Und die bedrohliche, unerklärliche Angst, die Panik, ganz allein auf diesem Planeten zu sein. Der Tod.
>Ich kann nicht denken. Ich muß so tun, als wäre alles in Ordnung, und alles wird wieder gut.< Sie versuchte, ganz selbstverständlich zu handeln, und einige Sekunden lang nahm das Gefühl der Fremdheit ab. Die zwei Minuten allerdings, die von den ersten Anzeichen von Herzrasen bis zu dem Augenblick vergangen waren, als sie die Tür erreichte, waren die schlimmsten in ihrem ganzen Leben.
Als sie das erleuchtete Foyer erreichten, begann jedoch alles aufs neue. Die Farben waren grell, der Straßenlärm schien von überall her auf sie einzudröhnen, und alle Dinge wirkten vollkommen irreal. Sie bemerkte Einzelheiten, die sie nie zuvor bemerkt hatte: daß wir nur in einem kleinen Bereich scharf sehen, nämlich dort, wo wir konzentriert hinschauen, während der Rest unscharf bleibt.
Und noch mehr: Sie wußte, daß alles, was sie um sich herum wahrnahm, nichts als von elektrischen Impulsen in ihrem Gehirn geschaffene Bilder waren, wobei Lichtimpulse genutzt wurden, die durch einen gallertartigen Körper namens
>Auge< gingen.
Nein. Nein, sie durfte nicht darüber nachdenken. Davon würde sie verrückt werden.
Zu diesem Zeitpunkt war die Angst wegen des Aneurysmas längst verflogen. Sie war aus dem Zuschauerraum herausgekommen und lebte immer noch, während ihre Freundin nicht einmal die Zeit gehabt hatte, von ihrem Sitz aufzustehen.
»Ich werde einen Krankenwagen rufen«, sagte ihr Mann, als er das blasse Gesicht und die bleichen Lippen seiner Frau sah.

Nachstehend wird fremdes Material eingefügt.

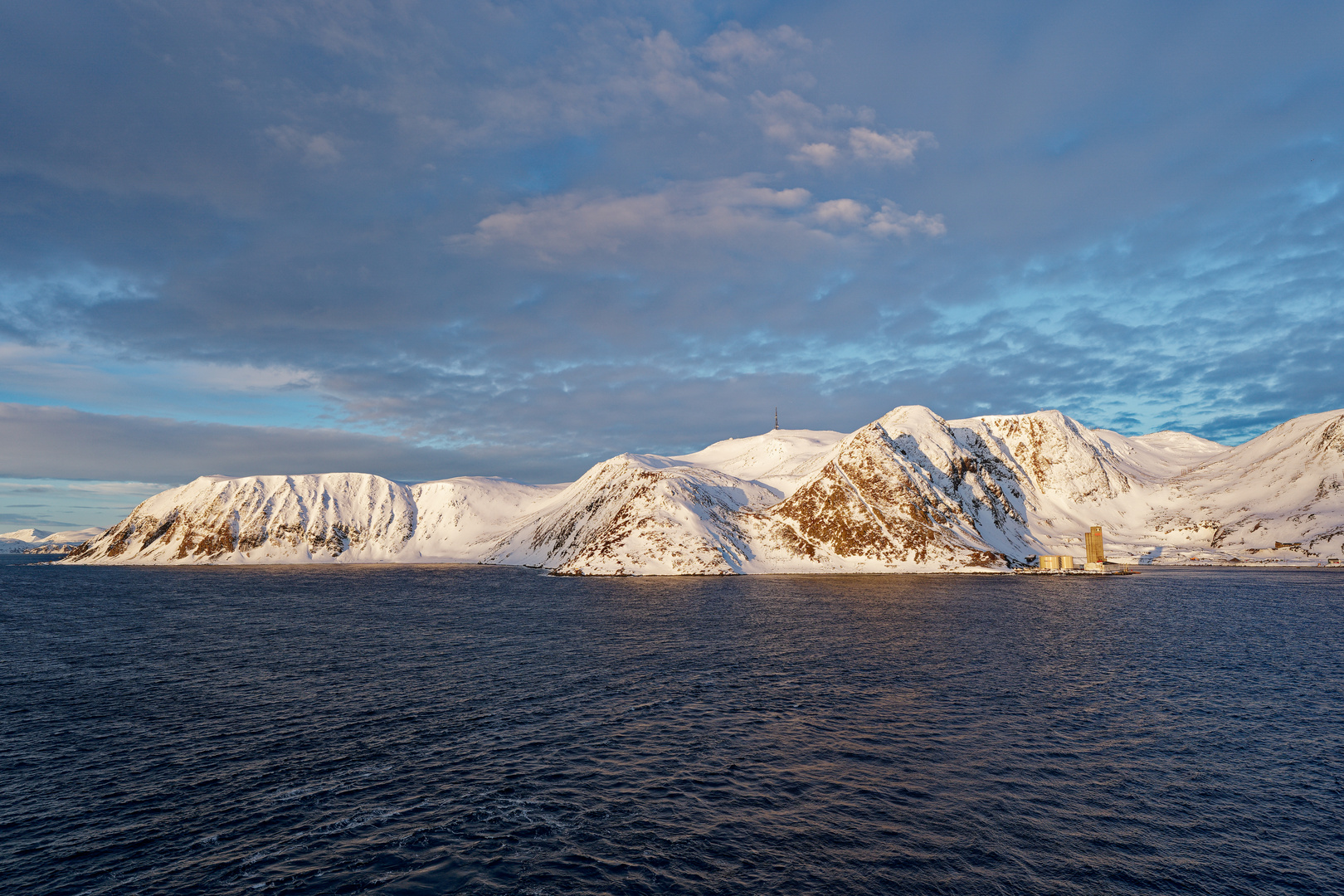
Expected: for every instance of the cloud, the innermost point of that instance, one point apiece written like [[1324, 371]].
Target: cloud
[[238, 214], [316, 151], [821, 137], [898, 148], [726, 212], [893, 221], [730, 214]]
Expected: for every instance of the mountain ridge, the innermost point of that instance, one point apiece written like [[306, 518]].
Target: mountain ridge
[[910, 492]]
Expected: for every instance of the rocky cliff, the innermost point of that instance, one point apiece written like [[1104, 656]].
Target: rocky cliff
[[908, 492]]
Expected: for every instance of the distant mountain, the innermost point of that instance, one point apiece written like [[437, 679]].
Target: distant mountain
[[39, 542], [910, 492]]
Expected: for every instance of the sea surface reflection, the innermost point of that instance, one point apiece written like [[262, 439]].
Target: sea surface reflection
[[431, 730]]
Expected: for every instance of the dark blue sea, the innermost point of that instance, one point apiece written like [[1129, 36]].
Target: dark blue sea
[[476, 730]]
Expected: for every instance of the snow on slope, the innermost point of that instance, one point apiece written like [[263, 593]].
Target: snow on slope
[[778, 460], [39, 542], [908, 492], [264, 519], [640, 514], [1283, 486]]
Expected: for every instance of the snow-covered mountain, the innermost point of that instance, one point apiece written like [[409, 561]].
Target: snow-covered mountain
[[908, 492], [39, 542]]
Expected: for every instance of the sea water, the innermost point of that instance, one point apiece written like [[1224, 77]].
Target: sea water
[[479, 730]]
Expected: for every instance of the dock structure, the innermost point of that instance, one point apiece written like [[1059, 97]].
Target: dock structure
[[1057, 562], [1096, 551]]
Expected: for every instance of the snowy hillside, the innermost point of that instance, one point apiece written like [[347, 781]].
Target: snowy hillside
[[39, 542], [910, 492]]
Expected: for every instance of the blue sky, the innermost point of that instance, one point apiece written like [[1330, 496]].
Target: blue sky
[[429, 240]]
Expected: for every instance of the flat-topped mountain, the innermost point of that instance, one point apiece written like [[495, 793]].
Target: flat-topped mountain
[[910, 492], [41, 542]]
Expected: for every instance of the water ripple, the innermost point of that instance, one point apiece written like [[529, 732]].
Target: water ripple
[[436, 730]]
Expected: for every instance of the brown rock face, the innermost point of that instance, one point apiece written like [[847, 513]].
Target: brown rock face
[[874, 500]]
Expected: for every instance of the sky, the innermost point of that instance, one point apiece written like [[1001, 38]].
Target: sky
[[431, 240]]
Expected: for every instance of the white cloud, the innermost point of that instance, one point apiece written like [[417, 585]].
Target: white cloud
[[730, 210], [316, 151], [891, 221], [817, 134], [733, 214], [821, 155], [898, 147], [841, 212], [738, 45]]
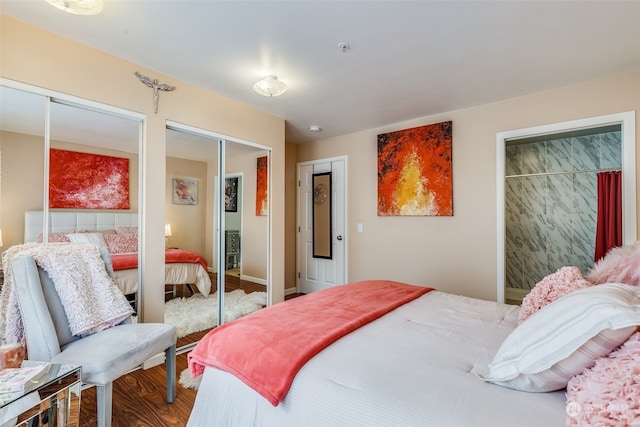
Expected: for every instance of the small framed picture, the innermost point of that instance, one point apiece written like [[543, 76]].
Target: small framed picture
[[185, 191], [231, 195]]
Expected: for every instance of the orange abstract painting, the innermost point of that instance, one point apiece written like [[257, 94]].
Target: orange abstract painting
[[88, 181], [414, 171], [262, 182]]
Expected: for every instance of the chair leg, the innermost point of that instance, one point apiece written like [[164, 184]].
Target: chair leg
[[170, 360], [104, 396]]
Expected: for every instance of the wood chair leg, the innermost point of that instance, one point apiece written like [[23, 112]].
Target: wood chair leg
[[104, 395], [170, 360]]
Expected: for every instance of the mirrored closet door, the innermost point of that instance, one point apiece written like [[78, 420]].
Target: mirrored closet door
[[70, 165], [218, 220]]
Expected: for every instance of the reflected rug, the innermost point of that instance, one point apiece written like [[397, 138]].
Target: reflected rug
[[198, 313]]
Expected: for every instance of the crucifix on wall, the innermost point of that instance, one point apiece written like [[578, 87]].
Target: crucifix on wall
[[153, 84]]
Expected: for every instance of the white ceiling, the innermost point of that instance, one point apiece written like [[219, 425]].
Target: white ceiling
[[406, 59]]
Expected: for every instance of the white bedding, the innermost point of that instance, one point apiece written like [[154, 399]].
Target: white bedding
[[412, 367], [174, 273]]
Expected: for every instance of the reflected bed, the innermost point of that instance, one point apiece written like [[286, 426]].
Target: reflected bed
[[182, 267]]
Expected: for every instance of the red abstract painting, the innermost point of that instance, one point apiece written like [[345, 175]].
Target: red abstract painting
[[88, 181], [414, 171], [262, 183]]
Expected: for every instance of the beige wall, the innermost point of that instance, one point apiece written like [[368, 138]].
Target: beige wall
[[38, 58], [22, 188], [455, 254], [291, 188]]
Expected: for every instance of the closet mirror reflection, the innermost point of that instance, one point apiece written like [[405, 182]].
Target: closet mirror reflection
[[57, 171], [222, 220]]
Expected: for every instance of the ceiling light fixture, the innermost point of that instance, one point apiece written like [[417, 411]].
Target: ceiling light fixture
[[78, 7], [270, 86]]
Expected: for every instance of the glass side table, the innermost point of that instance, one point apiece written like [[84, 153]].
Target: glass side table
[[54, 401]]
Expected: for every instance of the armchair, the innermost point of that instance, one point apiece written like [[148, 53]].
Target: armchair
[[105, 355]]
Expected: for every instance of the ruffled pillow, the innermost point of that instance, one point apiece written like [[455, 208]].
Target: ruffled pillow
[[121, 243], [619, 265], [549, 289], [608, 393]]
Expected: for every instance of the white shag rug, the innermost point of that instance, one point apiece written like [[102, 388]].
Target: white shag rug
[[198, 312]]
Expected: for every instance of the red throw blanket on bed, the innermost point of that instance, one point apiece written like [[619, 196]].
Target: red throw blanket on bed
[[268, 347], [127, 261]]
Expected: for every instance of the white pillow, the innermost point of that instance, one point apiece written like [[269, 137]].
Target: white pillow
[[566, 337], [93, 238]]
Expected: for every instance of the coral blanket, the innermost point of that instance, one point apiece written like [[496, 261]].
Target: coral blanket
[[268, 347], [127, 261]]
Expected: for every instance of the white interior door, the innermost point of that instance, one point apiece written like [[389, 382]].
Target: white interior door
[[320, 273]]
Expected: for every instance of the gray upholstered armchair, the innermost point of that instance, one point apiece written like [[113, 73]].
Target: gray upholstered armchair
[[104, 356]]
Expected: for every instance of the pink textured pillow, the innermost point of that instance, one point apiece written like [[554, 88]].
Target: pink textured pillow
[[619, 265], [608, 393], [121, 243], [549, 289]]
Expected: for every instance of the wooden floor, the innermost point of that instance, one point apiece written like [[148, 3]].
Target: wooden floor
[[140, 400], [140, 397]]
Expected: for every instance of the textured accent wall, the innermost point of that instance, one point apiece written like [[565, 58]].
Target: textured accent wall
[[550, 204]]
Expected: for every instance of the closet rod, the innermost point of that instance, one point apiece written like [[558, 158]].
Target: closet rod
[[563, 173]]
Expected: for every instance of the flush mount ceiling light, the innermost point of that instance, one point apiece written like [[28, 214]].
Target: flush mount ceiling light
[[270, 86], [78, 7]]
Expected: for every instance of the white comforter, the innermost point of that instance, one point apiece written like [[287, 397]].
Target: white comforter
[[174, 274], [413, 367]]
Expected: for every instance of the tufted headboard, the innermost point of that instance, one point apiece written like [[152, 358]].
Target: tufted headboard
[[75, 221]]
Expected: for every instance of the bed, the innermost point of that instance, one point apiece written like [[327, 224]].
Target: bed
[[434, 360], [181, 267]]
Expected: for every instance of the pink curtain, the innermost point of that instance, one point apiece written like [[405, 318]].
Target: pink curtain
[[609, 222]]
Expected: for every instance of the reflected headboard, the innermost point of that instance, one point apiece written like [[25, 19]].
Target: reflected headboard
[[75, 221]]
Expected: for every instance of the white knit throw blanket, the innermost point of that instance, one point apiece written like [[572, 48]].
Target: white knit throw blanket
[[91, 300]]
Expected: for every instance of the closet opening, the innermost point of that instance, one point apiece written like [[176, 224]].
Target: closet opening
[[548, 197]]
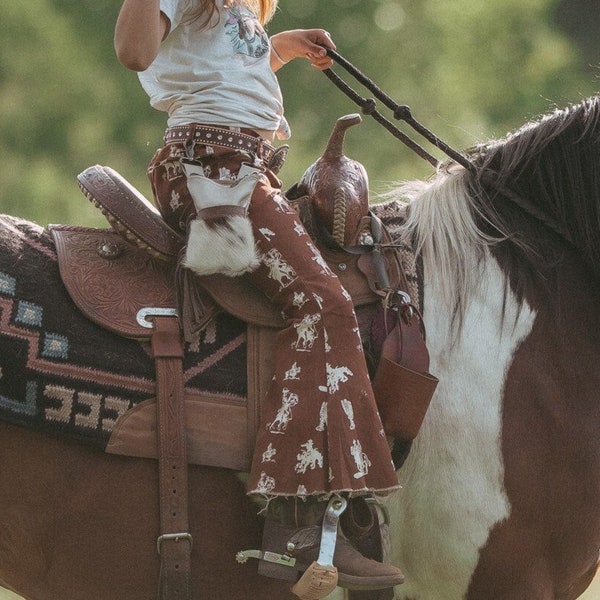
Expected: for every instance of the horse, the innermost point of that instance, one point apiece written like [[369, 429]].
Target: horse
[[500, 495]]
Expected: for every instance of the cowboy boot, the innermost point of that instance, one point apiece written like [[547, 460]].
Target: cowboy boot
[[292, 532]]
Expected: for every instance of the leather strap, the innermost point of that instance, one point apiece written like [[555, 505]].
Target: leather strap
[[220, 136], [175, 542]]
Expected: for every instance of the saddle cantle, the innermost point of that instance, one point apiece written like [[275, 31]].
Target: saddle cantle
[[113, 275]]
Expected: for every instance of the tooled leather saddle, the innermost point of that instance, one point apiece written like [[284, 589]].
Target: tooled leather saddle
[[119, 276]]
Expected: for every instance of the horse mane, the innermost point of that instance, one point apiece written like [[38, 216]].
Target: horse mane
[[533, 196]]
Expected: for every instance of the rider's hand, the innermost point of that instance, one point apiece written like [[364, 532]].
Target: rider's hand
[[302, 43]]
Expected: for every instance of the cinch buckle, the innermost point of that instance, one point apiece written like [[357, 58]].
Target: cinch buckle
[[173, 536], [150, 311]]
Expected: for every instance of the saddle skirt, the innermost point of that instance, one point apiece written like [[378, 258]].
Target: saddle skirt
[[114, 275]]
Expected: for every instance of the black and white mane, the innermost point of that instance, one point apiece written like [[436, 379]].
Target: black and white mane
[[534, 197]]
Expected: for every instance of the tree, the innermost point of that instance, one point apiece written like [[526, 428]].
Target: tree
[[469, 69]]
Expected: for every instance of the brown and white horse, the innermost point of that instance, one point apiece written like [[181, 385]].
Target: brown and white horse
[[501, 491]]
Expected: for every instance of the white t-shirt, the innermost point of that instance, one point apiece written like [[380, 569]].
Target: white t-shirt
[[219, 73]]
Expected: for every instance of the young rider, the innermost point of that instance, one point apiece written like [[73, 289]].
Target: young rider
[[211, 67]]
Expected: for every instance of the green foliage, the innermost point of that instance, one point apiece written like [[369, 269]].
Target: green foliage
[[469, 69]]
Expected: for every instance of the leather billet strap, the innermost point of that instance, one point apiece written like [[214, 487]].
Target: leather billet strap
[[175, 542]]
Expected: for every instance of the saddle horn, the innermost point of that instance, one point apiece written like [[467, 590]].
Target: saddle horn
[[338, 186]]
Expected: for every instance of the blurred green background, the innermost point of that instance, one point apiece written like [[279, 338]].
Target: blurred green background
[[469, 69]]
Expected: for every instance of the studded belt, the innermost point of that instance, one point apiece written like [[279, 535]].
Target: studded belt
[[220, 136]]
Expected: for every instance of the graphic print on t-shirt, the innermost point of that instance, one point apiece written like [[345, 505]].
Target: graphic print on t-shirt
[[247, 35]]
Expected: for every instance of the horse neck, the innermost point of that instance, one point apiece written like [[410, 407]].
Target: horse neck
[[441, 225]]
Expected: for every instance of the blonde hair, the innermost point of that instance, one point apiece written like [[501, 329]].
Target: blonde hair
[[263, 9]]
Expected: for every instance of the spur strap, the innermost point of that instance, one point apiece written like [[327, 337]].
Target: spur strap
[[175, 542]]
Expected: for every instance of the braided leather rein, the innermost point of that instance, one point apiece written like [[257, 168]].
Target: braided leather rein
[[401, 112]]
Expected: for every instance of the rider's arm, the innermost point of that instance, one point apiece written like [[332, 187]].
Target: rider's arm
[[140, 29], [306, 43]]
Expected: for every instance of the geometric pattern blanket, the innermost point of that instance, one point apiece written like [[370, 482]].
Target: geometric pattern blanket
[[61, 373]]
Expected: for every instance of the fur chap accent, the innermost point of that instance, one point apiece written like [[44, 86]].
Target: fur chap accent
[[225, 248], [224, 245]]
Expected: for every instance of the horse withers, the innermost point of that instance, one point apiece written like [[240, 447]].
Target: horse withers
[[501, 490]]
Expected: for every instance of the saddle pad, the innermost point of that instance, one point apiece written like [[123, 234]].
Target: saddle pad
[[220, 429], [63, 374]]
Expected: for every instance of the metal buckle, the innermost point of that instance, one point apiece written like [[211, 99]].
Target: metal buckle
[[149, 311], [173, 536]]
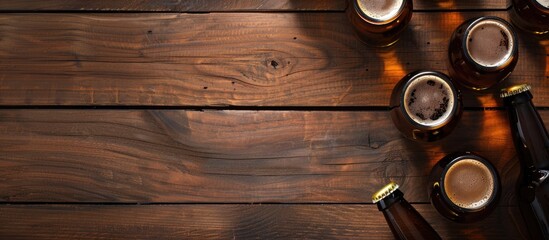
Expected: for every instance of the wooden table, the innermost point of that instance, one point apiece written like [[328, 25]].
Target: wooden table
[[229, 119]]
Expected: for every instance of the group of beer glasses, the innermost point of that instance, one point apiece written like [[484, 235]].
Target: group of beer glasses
[[426, 105]]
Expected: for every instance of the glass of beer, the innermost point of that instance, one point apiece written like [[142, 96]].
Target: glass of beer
[[483, 52], [531, 15], [464, 187], [379, 22], [425, 105]]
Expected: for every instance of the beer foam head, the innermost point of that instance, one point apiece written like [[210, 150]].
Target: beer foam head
[[428, 100], [469, 184], [380, 10], [543, 3], [490, 43]]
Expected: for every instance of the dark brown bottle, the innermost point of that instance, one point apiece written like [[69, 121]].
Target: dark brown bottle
[[482, 52], [425, 105], [532, 146], [464, 187], [379, 22], [403, 219], [531, 15]]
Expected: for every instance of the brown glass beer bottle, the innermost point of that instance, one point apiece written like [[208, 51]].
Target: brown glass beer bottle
[[425, 105], [378, 22], [482, 52], [403, 219], [532, 146]]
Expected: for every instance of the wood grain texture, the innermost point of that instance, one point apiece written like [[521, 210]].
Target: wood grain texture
[[234, 222], [227, 5], [245, 59], [230, 156]]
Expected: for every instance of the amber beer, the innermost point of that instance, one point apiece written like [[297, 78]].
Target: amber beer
[[531, 15], [379, 22], [425, 105], [403, 219], [482, 52], [464, 187], [532, 146]]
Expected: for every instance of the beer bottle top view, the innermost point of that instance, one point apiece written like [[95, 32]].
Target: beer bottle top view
[[384, 192], [380, 11], [490, 43], [514, 90]]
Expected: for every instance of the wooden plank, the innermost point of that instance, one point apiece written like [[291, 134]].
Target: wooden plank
[[234, 222], [245, 59], [178, 5], [227, 5], [230, 156]]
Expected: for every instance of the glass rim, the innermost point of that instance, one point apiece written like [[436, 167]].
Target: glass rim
[[441, 76], [465, 43], [495, 178]]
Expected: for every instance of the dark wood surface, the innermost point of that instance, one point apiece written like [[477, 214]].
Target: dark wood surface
[[239, 59], [230, 156], [227, 5], [235, 221], [229, 120]]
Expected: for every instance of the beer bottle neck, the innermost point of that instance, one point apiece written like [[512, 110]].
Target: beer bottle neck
[[529, 133], [388, 201]]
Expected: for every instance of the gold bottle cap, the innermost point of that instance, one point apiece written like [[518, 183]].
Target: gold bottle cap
[[514, 90], [384, 192]]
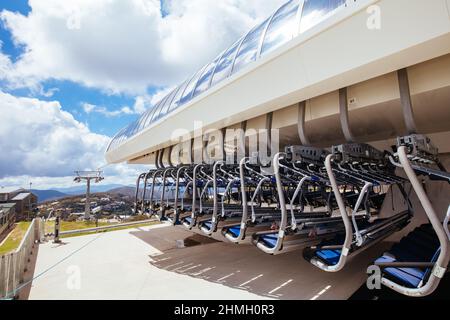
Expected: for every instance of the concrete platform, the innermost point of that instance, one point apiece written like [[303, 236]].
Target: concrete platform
[[115, 265], [144, 264]]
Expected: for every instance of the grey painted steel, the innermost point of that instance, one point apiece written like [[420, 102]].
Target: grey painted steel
[[136, 196], [255, 194], [405, 97], [345, 121], [144, 192], [442, 262], [348, 225], [215, 200], [446, 221], [244, 219], [194, 196], [302, 125]]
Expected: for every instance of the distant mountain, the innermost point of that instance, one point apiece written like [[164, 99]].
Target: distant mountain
[[46, 195], [95, 188], [126, 191]]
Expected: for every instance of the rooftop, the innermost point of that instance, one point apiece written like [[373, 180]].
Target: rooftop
[[6, 205], [286, 23], [10, 189], [21, 196]]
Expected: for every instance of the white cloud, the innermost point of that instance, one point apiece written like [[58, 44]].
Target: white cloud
[[39, 139], [124, 46], [90, 108]]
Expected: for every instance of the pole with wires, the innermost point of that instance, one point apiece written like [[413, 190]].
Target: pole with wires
[[88, 177]]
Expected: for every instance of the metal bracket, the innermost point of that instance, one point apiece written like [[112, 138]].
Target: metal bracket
[[301, 124], [345, 251], [439, 272]]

»Ruf lieber ein Taxi«, bat sie und fühlte die Töne aus ihrem Mund kommen, spürte die Vibration der Stimmbänder.
Ins Krankenhaus fahren bedeutete einzugestehen, daß es ihr wirklich sehr schlecht ging: Mari war entschlossen, bis zur letzten Minute zu kämpfen, bis alles wieder wie vorher war.
Sie verließen das Foyer, und die schneidende Kälte schien ihr gutzutun: Mari bekam sich etwas in den Griff, obwohl die Panik, der unerklärliche Schrecken fortbestanden. Während ihr Mann versuchte, ein Taxi auf zutreiben, setzte Mari sich auf den Bordstein und versuchte nicht auf das zu schauen, was um sie herum los war: spielende Kinder, ein vorbeifahrender Bus, ein naher Vergnügungspark, all dies kam ihr absolut surrealistisch, erschreckend und fremd vor.